Effect: every Extern call has effect ⟪IO⟫ unless the declaration carries /'-Pure-'/, in which case the effect row is empty. This is a type-system distinction — it governs Arra’s effect tracking and hook dispatch. It is not a performance annotation; inlining is independent of it. The type checker enforces it: an Extern appearing in a pure context requires /'-Pure-'/.

Fusion: Extern nodes are always fusion-opaque to Arra’s own passes. The compiler never moves, reorders, or eliminates an Extern call based on SOAC rewriting. /'-Pure-'/ relaxes the effect constraint only. After C emission, the C compiler may apply its own optimizations across Extern call sites freely — Arra makes no attempt to prevent or direct this.

Expression body: when an Extern carries a C expression string, the emitter injects the expression directly at the call site rather than emitting a function call. This is the mechanism for wrapping C macros that are not callable as functions. Argument binding into the expression string is an open question (semantics/09_FFI.md §9.5).

Ptr type: C pointer arguments and return values use Ptr a — an opaque pointer type not subject to GC. Ptr Byte is the canonical void* analogue. See semantics/09_FFI.md §9 for type mapping and safety rules.


9. Pretty Printer

Core dumps are the primary debugging surface. The pretty printer accepts flags to suppress noise for specific contexts:

Flag Effect
--no-types Suppress type annotations on binders and Ann nodes
--no-dims Suppress dimension expressions in TArr — print a[]
--no-kinds Suppress kind annotations on TForall
--no-effects Suppress effect rows in function types
--no-prims Abbreviate Prim nodes to just the primitive name

Default (no flags): print everything.

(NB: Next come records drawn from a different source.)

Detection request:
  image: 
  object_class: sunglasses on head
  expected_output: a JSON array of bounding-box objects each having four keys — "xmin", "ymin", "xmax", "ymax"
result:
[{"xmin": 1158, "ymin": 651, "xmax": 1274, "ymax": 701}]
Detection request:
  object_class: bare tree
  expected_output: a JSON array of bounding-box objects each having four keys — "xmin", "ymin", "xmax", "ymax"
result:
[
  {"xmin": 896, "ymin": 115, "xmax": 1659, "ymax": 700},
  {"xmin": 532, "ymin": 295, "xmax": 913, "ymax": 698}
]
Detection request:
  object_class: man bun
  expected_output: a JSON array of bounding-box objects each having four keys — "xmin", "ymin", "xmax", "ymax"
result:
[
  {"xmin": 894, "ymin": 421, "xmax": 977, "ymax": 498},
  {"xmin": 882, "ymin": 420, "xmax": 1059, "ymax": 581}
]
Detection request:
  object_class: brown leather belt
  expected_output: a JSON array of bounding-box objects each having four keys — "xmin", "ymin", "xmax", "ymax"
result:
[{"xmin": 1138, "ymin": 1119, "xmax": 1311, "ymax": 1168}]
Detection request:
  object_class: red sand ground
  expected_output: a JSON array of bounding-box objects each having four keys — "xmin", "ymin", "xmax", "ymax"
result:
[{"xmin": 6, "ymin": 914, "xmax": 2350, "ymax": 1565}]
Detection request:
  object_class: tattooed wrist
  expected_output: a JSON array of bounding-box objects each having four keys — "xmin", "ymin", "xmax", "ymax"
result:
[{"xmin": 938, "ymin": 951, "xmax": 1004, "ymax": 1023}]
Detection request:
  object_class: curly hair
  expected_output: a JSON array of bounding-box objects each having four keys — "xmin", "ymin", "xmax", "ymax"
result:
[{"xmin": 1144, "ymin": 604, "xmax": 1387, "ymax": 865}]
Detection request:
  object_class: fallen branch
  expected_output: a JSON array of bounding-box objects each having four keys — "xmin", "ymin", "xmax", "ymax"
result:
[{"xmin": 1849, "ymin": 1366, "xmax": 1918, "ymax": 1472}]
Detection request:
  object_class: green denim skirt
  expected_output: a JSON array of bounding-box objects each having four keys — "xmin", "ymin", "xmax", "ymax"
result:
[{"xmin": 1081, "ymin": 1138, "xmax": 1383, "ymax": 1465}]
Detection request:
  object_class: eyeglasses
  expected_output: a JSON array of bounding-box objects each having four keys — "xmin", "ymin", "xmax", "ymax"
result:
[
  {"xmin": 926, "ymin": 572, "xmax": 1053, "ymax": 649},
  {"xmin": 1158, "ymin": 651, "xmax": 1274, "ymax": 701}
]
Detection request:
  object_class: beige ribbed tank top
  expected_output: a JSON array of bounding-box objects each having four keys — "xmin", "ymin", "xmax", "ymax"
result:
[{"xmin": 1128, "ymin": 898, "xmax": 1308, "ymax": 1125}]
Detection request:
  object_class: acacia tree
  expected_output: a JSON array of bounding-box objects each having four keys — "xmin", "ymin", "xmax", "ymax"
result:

Flags combine freely.


10. Lowering Summary

How surface constructs and hook forms desugar to Core:

Surface Core
r.x ProjF r x
r.(x ← v) Prim prim.rec_set [r; Field.x; v]
t.1 ProjI t 1
(a, b, c) f App f (Tuple [a; b; c])
iso A B (…) Two Let bindings for forward / backward from
p @ name Let (name : T) scrutinee (Case scrutinee T [p → body])
(f → p) Case (App f scrutinee) T [p → body]
x- Prim prim.neg_? [x] (uop; resolved by type of x)
bop + x y Prim prim.add_? [x; y] (resolved by type)
iter 'map Prim prim.vec_map [arr; f] (after hook resolution)
[head; ..tail] Case arr T [PArr [head] tail → body]
{x: 0, ..} Case rec T [PRec [{x = PLit 0}] → body]
handle e with h Handle e h
perform op x Perform op [x]
ctl op x → body HCtl op (x : T) body in enclosing Handle
distinct Foo ← T Newtype; Prim prim.unsafe_coerce at wrap/unwrap sites

11. Open Questions

Backend-related questions (effect lowering, coercion nodes, Loop IR) are tracked in BACKEND.md §8.